The evidence shows he poured gasoline on haynes' body down the hallway into the living room and to the front door

but he couldn't set the house on fire in broad daylight with his truck outside he needed time to establish an alibi

he used fuse wire and other household items to construct some type of delayed ignition device.

Then he left the scene.

The evidence shows that Bryant picked up his wife and they drove to a restaurant 20 miles away for dinner.

They left at 6.41, then went to a 7 o'clock movie.

Around 7.30, the device Bryant set in Ann Haynes' home started the fire.

while he and his wife were in the movie theater surrounded by witnesses.

Despite his well-laid plans, Michael made one huge mistake.

While walking out of the theater, his friend called to tell him that the Haynes mobile home was destroyed in a fire.

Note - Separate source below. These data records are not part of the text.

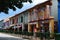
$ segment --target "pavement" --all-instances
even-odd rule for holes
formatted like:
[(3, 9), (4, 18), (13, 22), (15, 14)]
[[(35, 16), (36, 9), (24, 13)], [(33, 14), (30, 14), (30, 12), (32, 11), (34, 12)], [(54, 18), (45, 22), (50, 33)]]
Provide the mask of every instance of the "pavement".
[[(19, 35), (19, 34), (8, 34), (8, 33), (0, 33), (0, 40), (40, 40), (38, 37), (34, 36), (26, 36), (26, 35)], [(48, 40), (48, 39), (43, 39)], [(54, 40), (54, 39), (50, 39)]]
[(0, 33), (0, 40), (28, 40), (28, 39), (23, 39), (21, 37), (16, 37), (6, 33)]
[[(19, 34), (9, 34), (9, 35), (13, 35), (15, 37), (20, 37), (25, 40), (41, 40), (40, 38), (34, 37), (34, 36), (26, 36), (26, 35), (19, 35)], [(43, 39), (43, 40), (48, 40), (48, 39)], [(50, 39), (50, 40), (55, 40), (55, 39)]]

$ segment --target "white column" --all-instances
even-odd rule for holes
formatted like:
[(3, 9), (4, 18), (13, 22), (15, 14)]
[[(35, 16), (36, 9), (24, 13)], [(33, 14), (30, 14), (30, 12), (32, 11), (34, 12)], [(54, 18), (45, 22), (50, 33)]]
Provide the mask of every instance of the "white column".
[(22, 23), (22, 32), (23, 32), (23, 30), (24, 30), (24, 24)]

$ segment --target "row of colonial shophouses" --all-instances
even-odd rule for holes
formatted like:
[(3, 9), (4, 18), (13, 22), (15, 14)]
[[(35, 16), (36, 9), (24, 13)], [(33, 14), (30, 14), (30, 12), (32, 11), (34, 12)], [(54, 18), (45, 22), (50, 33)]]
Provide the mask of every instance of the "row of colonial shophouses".
[[(51, 1), (45, 1), (10, 18), (1, 20), (2, 29), (28, 32), (54, 32), (54, 17), (51, 16)], [(3, 24), (3, 25), (2, 25)]]

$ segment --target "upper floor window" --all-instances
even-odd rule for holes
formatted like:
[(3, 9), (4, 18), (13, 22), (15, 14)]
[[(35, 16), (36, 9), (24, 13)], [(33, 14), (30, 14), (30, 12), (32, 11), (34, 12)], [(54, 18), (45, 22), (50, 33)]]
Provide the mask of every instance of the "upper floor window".
[(18, 18), (16, 18), (16, 23), (18, 23)]
[(14, 24), (14, 19), (12, 20), (12, 24)]
[(23, 16), (21, 16), (21, 22), (23, 22)]
[(44, 18), (44, 10), (45, 10), (45, 8), (40, 8), (39, 9), (39, 19), (43, 19)]

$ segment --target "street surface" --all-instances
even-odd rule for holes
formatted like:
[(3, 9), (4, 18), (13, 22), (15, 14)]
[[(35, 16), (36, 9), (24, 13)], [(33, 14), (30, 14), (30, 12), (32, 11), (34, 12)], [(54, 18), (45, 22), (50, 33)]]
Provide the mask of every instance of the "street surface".
[(27, 39), (11, 36), (5, 33), (0, 33), (0, 40), (27, 40)]

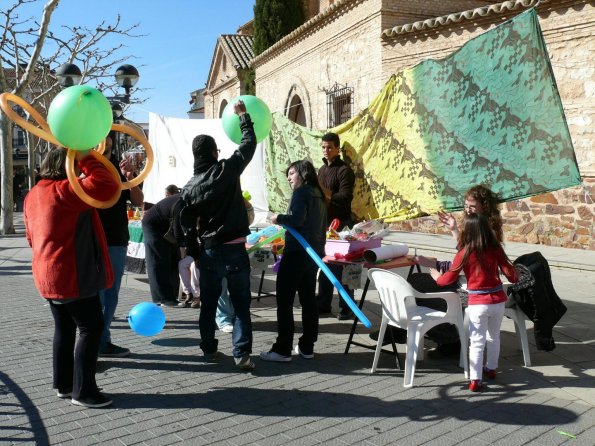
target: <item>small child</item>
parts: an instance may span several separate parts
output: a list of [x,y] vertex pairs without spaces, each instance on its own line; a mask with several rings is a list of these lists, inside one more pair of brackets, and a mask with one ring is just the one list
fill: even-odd
[[500,356],[500,325],[507,300],[498,274],[502,270],[514,283],[517,273],[504,253],[488,219],[480,214],[471,214],[459,236],[457,252],[451,268],[444,274],[432,269],[432,277],[440,286],[454,283],[461,270],[467,278],[469,293],[469,390],[477,392],[482,387],[483,351],[487,342],[486,366],[483,372],[489,379],[496,377]]

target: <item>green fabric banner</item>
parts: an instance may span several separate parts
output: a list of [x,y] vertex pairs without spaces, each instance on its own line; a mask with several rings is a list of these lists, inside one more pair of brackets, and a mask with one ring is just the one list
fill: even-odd
[[[444,59],[394,74],[365,110],[333,131],[356,175],[360,218],[459,210],[476,184],[511,201],[581,182],[533,9]],[[287,208],[290,162],[321,165],[321,135],[274,114],[266,144],[272,211]]]

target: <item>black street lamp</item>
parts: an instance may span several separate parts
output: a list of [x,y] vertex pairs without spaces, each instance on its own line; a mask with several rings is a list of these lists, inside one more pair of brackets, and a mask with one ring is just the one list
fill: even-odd
[[58,83],[66,88],[79,84],[83,75],[81,69],[75,64],[65,63],[64,65],[60,65],[56,70],[56,77],[58,78]]
[[124,64],[116,70],[116,82],[126,91],[124,104],[130,104],[130,90],[136,85],[139,78],[138,70],[129,64]]

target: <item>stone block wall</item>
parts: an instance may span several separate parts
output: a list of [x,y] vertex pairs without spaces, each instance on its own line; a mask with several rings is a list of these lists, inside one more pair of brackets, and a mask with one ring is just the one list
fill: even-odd
[[287,103],[297,93],[306,122],[321,130],[328,119],[325,90],[335,83],[354,88],[354,115],[365,108],[386,81],[380,70],[380,3],[350,2],[272,57],[258,61],[256,95],[272,111],[287,114]]
[[[506,240],[595,250],[595,5],[549,2],[539,21],[564,106],[583,185],[504,203]],[[384,41],[385,77],[426,58],[440,58],[510,17],[462,22]],[[395,229],[448,233],[434,217],[395,223]]]

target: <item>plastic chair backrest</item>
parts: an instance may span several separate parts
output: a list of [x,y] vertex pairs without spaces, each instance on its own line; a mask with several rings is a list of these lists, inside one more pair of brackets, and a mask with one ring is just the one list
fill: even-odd
[[415,291],[411,285],[398,274],[372,268],[368,277],[374,282],[382,309],[389,320],[402,328],[407,327],[409,317],[415,313]]

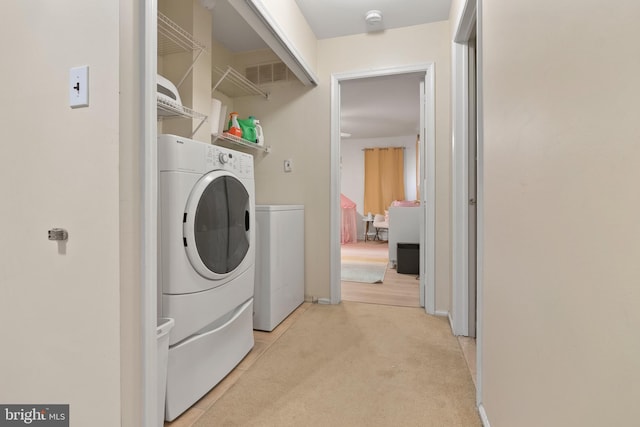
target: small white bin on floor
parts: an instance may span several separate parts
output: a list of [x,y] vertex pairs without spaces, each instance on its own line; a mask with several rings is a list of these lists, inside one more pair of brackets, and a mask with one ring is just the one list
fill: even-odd
[[168,317],[158,319],[158,425],[164,425],[164,401],[167,394],[167,363],[169,360],[169,332],[175,320]]

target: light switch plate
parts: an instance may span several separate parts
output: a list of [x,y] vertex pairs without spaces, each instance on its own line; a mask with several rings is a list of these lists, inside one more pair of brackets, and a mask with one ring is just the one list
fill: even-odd
[[89,66],[74,67],[69,70],[69,106],[80,108],[89,106]]
[[284,171],[291,172],[293,170],[293,160],[287,159],[284,161]]

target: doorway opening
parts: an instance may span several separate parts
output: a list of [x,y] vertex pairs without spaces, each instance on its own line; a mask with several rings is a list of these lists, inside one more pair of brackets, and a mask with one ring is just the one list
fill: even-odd
[[[420,242],[423,80],[424,72],[340,84],[340,271],[345,301],[421,306],[418,251],[404,256],[398,266],[397,244],[399,233],[403,244]],[[399,207],[415,215],[399,220]],[[393,228],[390,211],[396,215]]]
[[[432,63],[421,64],[410,67],[395,67],[382,70],[367,70],[362,72],[352,72],[343,74],[334,74],[332,76],[332,102],[331,102],[331,303],[337,304],[342,300],[342,280],[341,280],[341,194],[342,194],[342,174],[345,171],[344,156],[343,156],[343,142],[342,139],[345,133],[349,133],[346,130],[346,123],[343,123],[341,116],[342,105],[342,87],[348,87],[350,83],[357,84],[359,79],[368,78],[395,78],[402,79],[413,75],[416,80],[414,85],[414,95],[419,99],[418,102],[418,132],[415,132],[412,139],[412,149],[414,150],[415,163],[413,168],[417,171],[417,179],[415,182],[415,200],[420,200],[417,204],[415,224],[417,224],[418,233],[416,243],[419,251],[418,261],[418,293],[419,293],[419,306],[425,307],[425,310],[429,314],[435,314],[435,206],[433,203],[425,203],[427,200],[435,200],[435,120],[434,120],[434,66]],[[363,81],[364,82],[364,81]],[[361,82],[361,83],[363,83]],[[375,94],[376,92],[373,91]],[[380,96],[383,99],[382,96]],[[383,100],[384,102],[384,100]],[[342,127],[345,125],[345,129]],[[424,135],[420,138],[424,142],[416,144],[415,134]],[[377,135],[374,133],[374,135]],[[352,135],[353,136],[353,135]],[[367,138],[361,138],[367,139]],[[369,139],[374,139],[369,136]],[[355,140],[355,138],[354,138]],[[351,141],[347,142],[350,143]],[[371,141],[369,141],[371,142]],[[383,145],[388,141],[383,141]],[[365,147],[358,147],[356,150],[362,150]],[[361,161],[361,167],[362,161]],[[362,174],[362,172],[361,172]],[[414,175],[415,176],[415,175]],[[351,183],[351,180],[349,180]],[[347,190],[349,191],[349,190]],[[364,196],[362,196],[364,198]],[[390,203],[391,201],[389,201]],[[407,202],[404,200],[403,202]],[[357,205],[357,203],[356,203]],[[366,210],[366,212],[365,212]],[[383,208],[381,209],[383,210]],[[378,213],[378,212],[376,212]],[[379,212],[383,214],[383,212]],[[372,212],[372,215],[375,213]],[[368,219],[368,209],[364,206],[359,212],[360,218],[357,219],[360,224],[361,232],[360,238],[364,241],[366,235],[366,226]],[[365,218],[365,221],[362,220]],[[356,222],[357,222],[356,221]],[[393,230],[390,229],[393,219],[389,221],[389,228],[386,233],[387,241],[382,243],[380,241],[378,248],[382,248],[382,252],[387,254],[392,252],[394,244],[397,243],[392,240]],[[380,230],[378,231],[378,238],[380,237]],[[368,236],[367,236],[368,237]],[[373,235],[375,237],[375,234]],[[367,238],[368,240],[368,238]],[[391,246],[389,246],[391,241]],[[372,244],[377,242],[374,240]],[[365,242],[368,243],[368,242]],[[389,256],[387,256],[389,260]],[[396,259],[397,261],[397,259]],[[415,277],[412,280],[415,280]],[[375,287],[375,284],[369,284],[370,287]]]

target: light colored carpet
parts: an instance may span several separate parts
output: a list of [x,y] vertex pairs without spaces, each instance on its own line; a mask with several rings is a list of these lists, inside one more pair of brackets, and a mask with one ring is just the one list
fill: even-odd
[[445,318],[311,305],[196,422],[211,426],[481,426]]
[[340,264],[340,280],[343,282],[382,283],[386,271],[386,262],[342,262]]

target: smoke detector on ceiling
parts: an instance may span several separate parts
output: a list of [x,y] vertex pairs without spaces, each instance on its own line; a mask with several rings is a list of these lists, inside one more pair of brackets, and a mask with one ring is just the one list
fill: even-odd
[[369,25],[378,25],[382,22],[382,12],[379,10],[370,10],[364,15],[364,20]]
[[216,5],[216,0],[200,0],[200,4],[209,10],[213,10]]

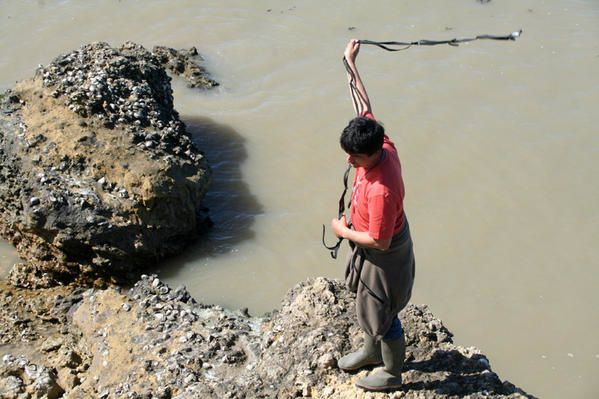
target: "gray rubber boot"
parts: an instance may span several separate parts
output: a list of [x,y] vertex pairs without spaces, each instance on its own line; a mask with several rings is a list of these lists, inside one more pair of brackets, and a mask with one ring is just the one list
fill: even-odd
[[353,371],[365,366],[379,365],[383,362],[381,344],[368,334],[364,334],[364,345],[357,352],[343,356],[337,362],[341,370]]
[[381,352],[385,367],[356,382],[365,391],[390,391],[401,388],[401,370],[406,356],[404,336],[393,341],[381,342]]

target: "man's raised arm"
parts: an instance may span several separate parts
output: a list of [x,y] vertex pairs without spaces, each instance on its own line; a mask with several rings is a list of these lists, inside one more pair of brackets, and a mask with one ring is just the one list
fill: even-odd
[[360,73],[356,67],[356,57],[358,56],[359,51],[360,41],[357,39],[351,39],[349,43],[347,43],[343,53],[346,63],[345,66],[348,69],[347,80],[349,82],[349,91],[352,96],[354,110],[358,116],[363,115],[366,112],[372,112],[368,93],[366,93],[366,89],[364,88],[364,84],[360,78]]

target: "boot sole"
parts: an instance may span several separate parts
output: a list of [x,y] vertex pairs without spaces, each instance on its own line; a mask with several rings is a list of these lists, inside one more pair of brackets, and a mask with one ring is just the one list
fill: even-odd
[[401,387],[403,386],[403,384],[387,385],[385,387],[372,387],[372,386],[367,386],[367,385],[359,385],[358,383],[356,383],[356,386],[360,389],[367,391],[367,392],[388,392],[388,391],[400,390]]

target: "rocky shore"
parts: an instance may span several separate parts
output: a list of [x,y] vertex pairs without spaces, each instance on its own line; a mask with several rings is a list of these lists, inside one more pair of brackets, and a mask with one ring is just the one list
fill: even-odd
[[1,286],[3,398],[532,397],[426,306],[402,314],[404,389],[365,393],[337,359],[359,346],[353,295],[317,278],[265,317],[197,303],[142,276],[130,289]]
[[532,397],[426,306],[402,314],[404,387],[365,393],[337,360],[360,345],[353,294],[317,278],[262,317],[140,275],[209,219],[210,169],[173,108],[170,73],[217,85],[195,49],[85,45],[0,99],[0,397]]

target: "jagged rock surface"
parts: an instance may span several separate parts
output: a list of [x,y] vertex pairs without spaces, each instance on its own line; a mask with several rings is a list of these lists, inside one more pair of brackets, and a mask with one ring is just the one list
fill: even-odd
[[[16,290],[9,298],[13,307],[28,292]],[[199,304],[185,287],[173,290],[155,276],[142,276],[127,291],[77,290],[72,300],[47,291],[46,303],[59,310],[43,314],[64,314],[67,328],[45,340],[32,337],[29,346],[64,398],[532,397],[501,381],[480,351],[454,345],[443,323],[426,306],[414,305],[401,313],[404,388],[361,391],[355,381],[372,370],[348,374],[337,368],[337,359],[359,346],[360,334],[354,296],[336,280],[297,285],[279,311],[264,317]],[[41,325],[38,318],[30,327],[39,331]],[[0,345],[0,356],[17,355]],[[24,387],[14,376],[0,374],[0,387]]]
[[2,357],[0,363],[0,397],[5,399],[57,399],[64,393],[53,371],[31,363],[25,357]]
[[59,56],[0,108],[0,235],[27,260],[14,284],[121,278],[180,252],[205,225],[208,165],[142,46]]

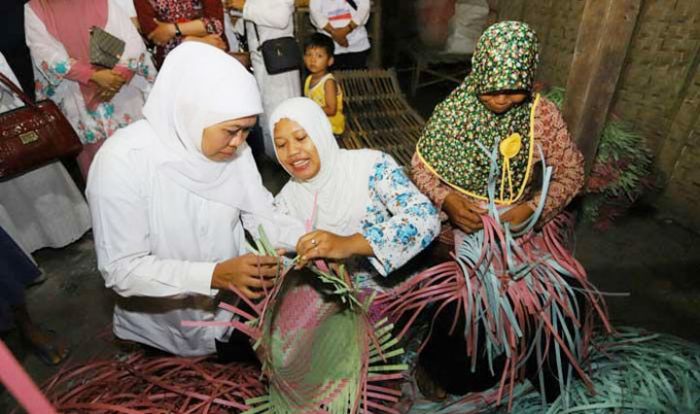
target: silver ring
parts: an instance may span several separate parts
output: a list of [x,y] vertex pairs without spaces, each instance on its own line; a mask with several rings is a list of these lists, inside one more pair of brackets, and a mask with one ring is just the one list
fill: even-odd
[[311,244],[316,245],[316,239],[311,239]]

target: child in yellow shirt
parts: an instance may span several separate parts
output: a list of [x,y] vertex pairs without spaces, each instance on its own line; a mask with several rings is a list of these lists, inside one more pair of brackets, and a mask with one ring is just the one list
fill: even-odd
[[304,96],[323,108],[333,127],[333,134],[345,131],[343,115],[343,91],[328,68],[333,65],[333,39],[314,33],[304,46],[304,65],[311,72],[304,82]]

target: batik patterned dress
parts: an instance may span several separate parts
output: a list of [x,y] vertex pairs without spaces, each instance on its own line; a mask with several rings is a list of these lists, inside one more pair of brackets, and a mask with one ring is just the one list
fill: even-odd
[[[572,377],[588,381],[580,361],[594,316],[609,329],[602,299],[566,249],[567,220],[555,218],[583,184],[583,157],[554,104],[532,92],[538,60],[526,24],[487,29],[472,74],[436,107],[413,158],[416,184],[440,208],[456,194],[488,209],[483,230],[446,223],[452,258],[398,288],[402,303],[389,310],[434,305],[419,367],[448,393],[500,383],[500,400],[527,378],[554,398]],[[525,100],[494,113],[479,98],[502,91]],[[500,219],[522,204],[534,212],[523,225]]]
[[[165,23],[201,19],[207,33],[221,36],[224,32],[224,8],[220,0],[134,0],[134,7],[139,26],[145,35],[157,27],[153,19]],[[163,64],[168,52],[181,42],[182,38],[175,37],[155,48],[158,67]]]
[[[544,209],[538,220],[538,226],[541,227],[559,214],[583,187],[583,155],[571,140],[561,112],[546,98],[540,98],[539,105],[535,108],[533,135],[535,146],[542,149],[547,165],[553,169]],[[534,152],[533,161],[533,166],[541,161],[539,151]],[[411,161],[411,177],[423,194],[440,209],[447,195],[454,192],[450,185],[427,168],[418,155],[414,155]],[[536,210],[541,195],[538,185],[533,181],[533,175],[529,175],[523,200],[533,211]],[[444,213],[441,218],[443,227],[440,237],[449,243],[454,228]]]

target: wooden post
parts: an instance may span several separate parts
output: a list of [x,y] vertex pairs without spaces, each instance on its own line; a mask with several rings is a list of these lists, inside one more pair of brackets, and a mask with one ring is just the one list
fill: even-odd
[[586,160],[598,149],[642,0],[586,0],[566,83],[564,118]]
[[[373,0],[372,8],[370,9],[371,28],[368,27],[370,37],[372,38],[372,48],[369,51],[369,59],[367,64],[370,68],[376,69],[382,67],[382,2],[381,0]],[[371,30],[369,30],[371,29]]]

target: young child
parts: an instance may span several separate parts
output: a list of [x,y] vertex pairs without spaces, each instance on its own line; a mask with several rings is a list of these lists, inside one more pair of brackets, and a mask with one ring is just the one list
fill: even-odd
[[304,96],[319,104],[338,137],[345,131],[343,91],[328,68],[333,65],[333,40],[314,33],[304,46],[304,65],[311,72],[304,82]]

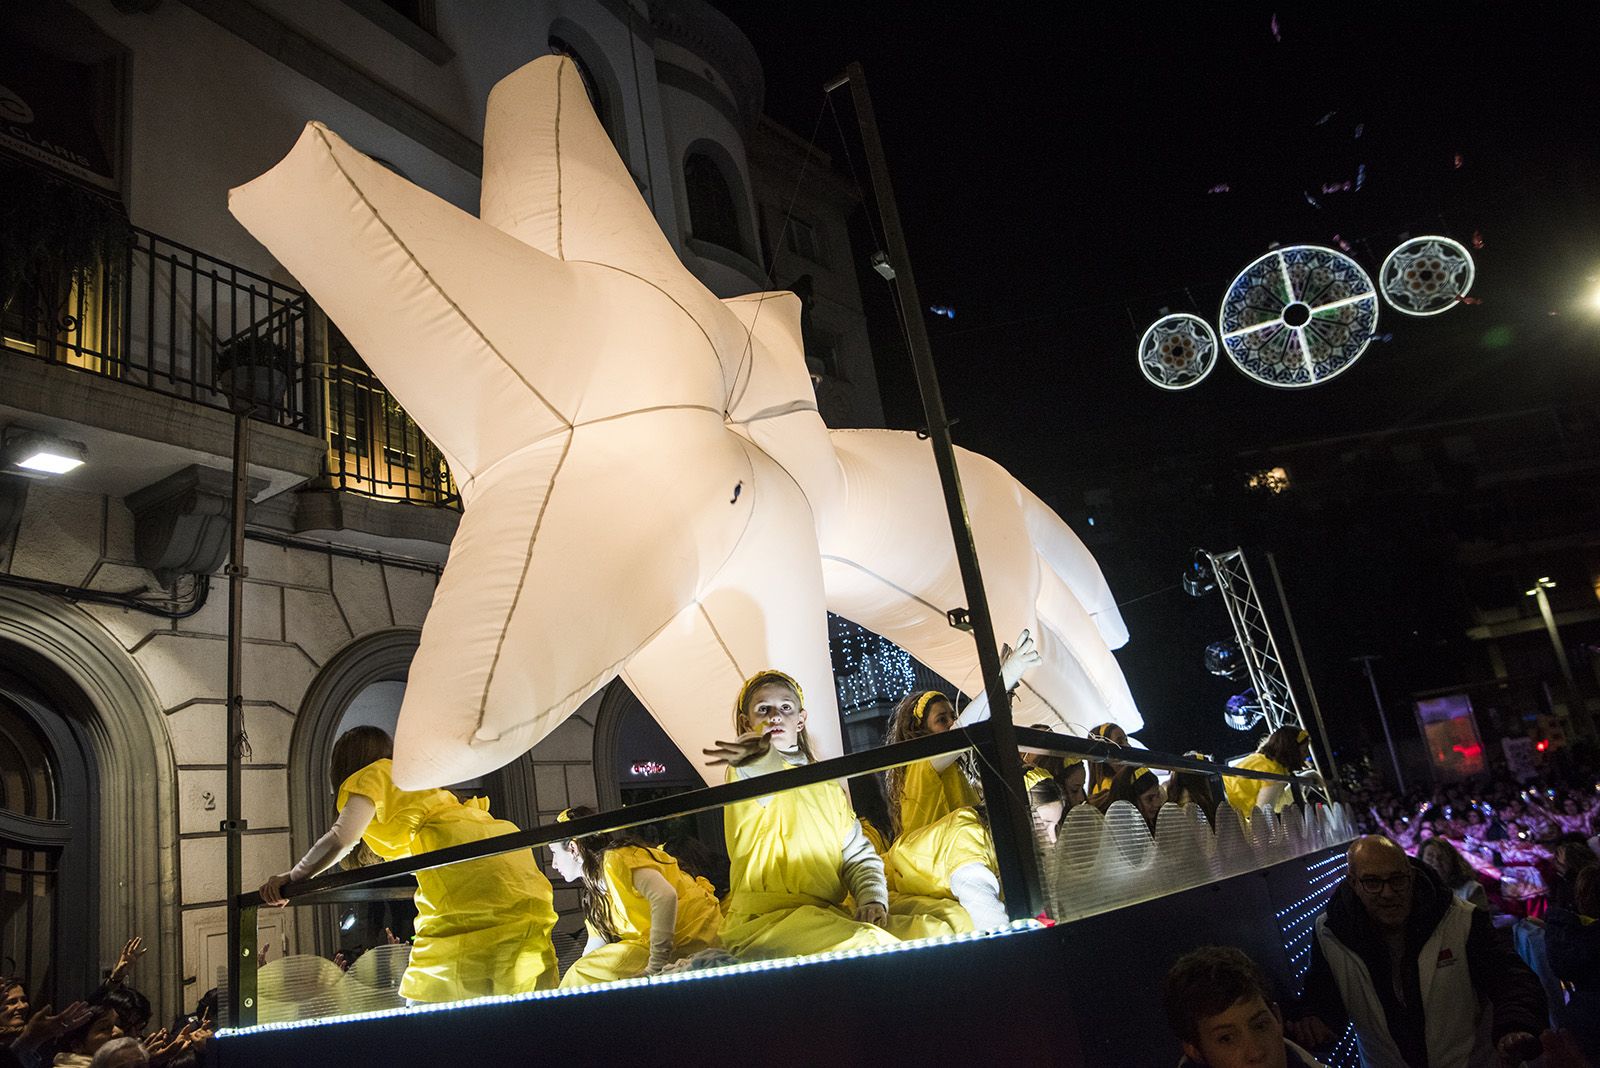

Michael reacted inappropriately, given the fact the caller said nothing about Anne having been involved in the fire, let alone killed.

The fire didn't eliminate everything.

As in most arsons, it actually created more evidence than it destroyed.

Essentially, she's killed over $25,000.

In October of 2002, Michael Bryant went on trial for malice, murder, arson, and burglary.

In this case, It was premeditated.

It was planned.

It was schemed.

He took the day off work, and he planned this murder.

It started out to be just a little small transaction deal of

a person selling a house, not going through a real estate agent, you know, friends at work.

It still blows my mind every time I think about it.

Michael Bryant was convicted and sentenced to life in prison plus 40 years.

This was one of the most interesting cases that I ever worked on.

When I heard the verdict, I was speechless.

Reached over and hugged my wife and just shed a few tears.

Want nothing to say, but thank God.

Thank God they got it.

Without forensics, we would have not convicted Michael Bryant.

This is a man who did believe he was smarter than everybody else, and he thought he could manipulate Ann Haynes.

He thought he could manipulate investigators.

And he believed that he was getting away with it.